Pulmonary Function Testing and Interpretation
Pulmonary diagnostic testing experience includes time learning clinical pulmonary physiology by interpreting pulmonary function tests, cardiopulmonary exercise tests, inhalation challenge studies and sleep studies.
Wake Forest Baptist Medical Center has four medical intensive unit care teams. Our fellows gain experience in medical, oncology-specific, and non-medical ICUs. During MICU rotations, trainees are the primary proceduralist and will develop expertise in invasive hemodynamic monitoring procedures, endotracheal intubation and mechanical ventilation, and ultrasound-guided intravascular access. They will acquire both the technical proficiency necessary for these procedures and judgmental skills essential to their appropriate use. Fellows take a graduated active role in leading bedside rounds with a team including interns, residents and an attending. They also play an active role as a clinical educator to housestaff from internal medicine, family medicine, emergency medicine, and anesthesiology. Second- and third-year trainees rotate in the oncology ICU where they gain experience leading a team that includes advance practice providers (NPs and PAs). All of our ICUs utilize bedside ultrasound and support a point-of-care ultrasound curriculum facilitated by our critical care faculty.
As a quaternary referral center, our ICU patient population has high-acuity, including a high percentage of patients receiving vasoactive medications and mechanical ventilation. Fellows gain access to real-time data about our ICU population to assist with our ongoing safety and quality improvement efforts.
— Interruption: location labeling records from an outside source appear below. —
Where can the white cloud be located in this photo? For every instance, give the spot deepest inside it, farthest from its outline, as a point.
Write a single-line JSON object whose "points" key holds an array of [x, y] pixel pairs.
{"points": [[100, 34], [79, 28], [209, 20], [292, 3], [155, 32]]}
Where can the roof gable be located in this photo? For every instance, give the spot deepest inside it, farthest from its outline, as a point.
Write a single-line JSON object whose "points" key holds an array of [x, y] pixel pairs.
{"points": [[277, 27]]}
Each fellow’s non-medical ICU rotations occur in other intensive care units, such as:
- Trauma surgery
- Burn surgery
- Neurosurgery
- Cardiothoracic surgery
Fellows participate in several conferences to help establish and increase their knowledge of pulmonary and critical care medicine. Many of our conferences are case-based, to provide authentic discussion regarding real-world management strategies. Fellows, pulmonary and critical care attendings, and invited guest lecturers regularly attend. We have a robust web platform for collaboration in an online classroom environment, and when on campus we gather in our well-equipped section conference room. All conferences are recorded to allow for review by fellows on night float or vacation and as part of preparations for board exams.
PCCM Regularly Scheduled Series
Monday
- Pulmonary Critical Care Board Review Series
- Pathology Conference
Tuesday
- Radiology Conference
- Critical Care Conferences
- Quarterly PCCM Workshops
Thursday
- Clinical Case Conference
- Morbidity and Mortality / Safety and Quality Conference
- Research Conference
Friday
- Pulmonary / Critical Care Journal Club
- Outpatient Pulmonary Curriculum
- Multispecialty Case Conference
Research Training
The faculty and fellows in our section are engaged in exciting and productive investigation in several areas. During the first year of fellowship, each fellow develops their own ideas for investigation with mentoring from our faculty. During the second and third fellowship years, each fellow will be given protected time to pursue their chosen project.
All fellows receive at least six months of protected time for research; the content, timing, and structure is individualized based on the fellow’s project and career plans. For fellows interested in establishing a research career, additional support is offered. Our research career development option includes:
- Up to 18 months’ time for research during the three-year fellowship
- Personal research mentoring committee
- Support for your application seeking fourth-year funding. Several opportunities exist, such as:
- NIH NRSA Grants
- NIH T32 Training Grants
- Cystic Fibrosis Foundation Grants
- Wake Forest Department of Medicine Translational Science Fellowship
- This fellowship includes earning a master’s degree in Clinical and Population Translational Science
All third-year fellows present a section conference where they summarize their work. Each year many of our fellows also present their work for national audiences at conferences such as ATS, CHEST, and SCCM. Several fellow projects also result in peer-reviewed publications.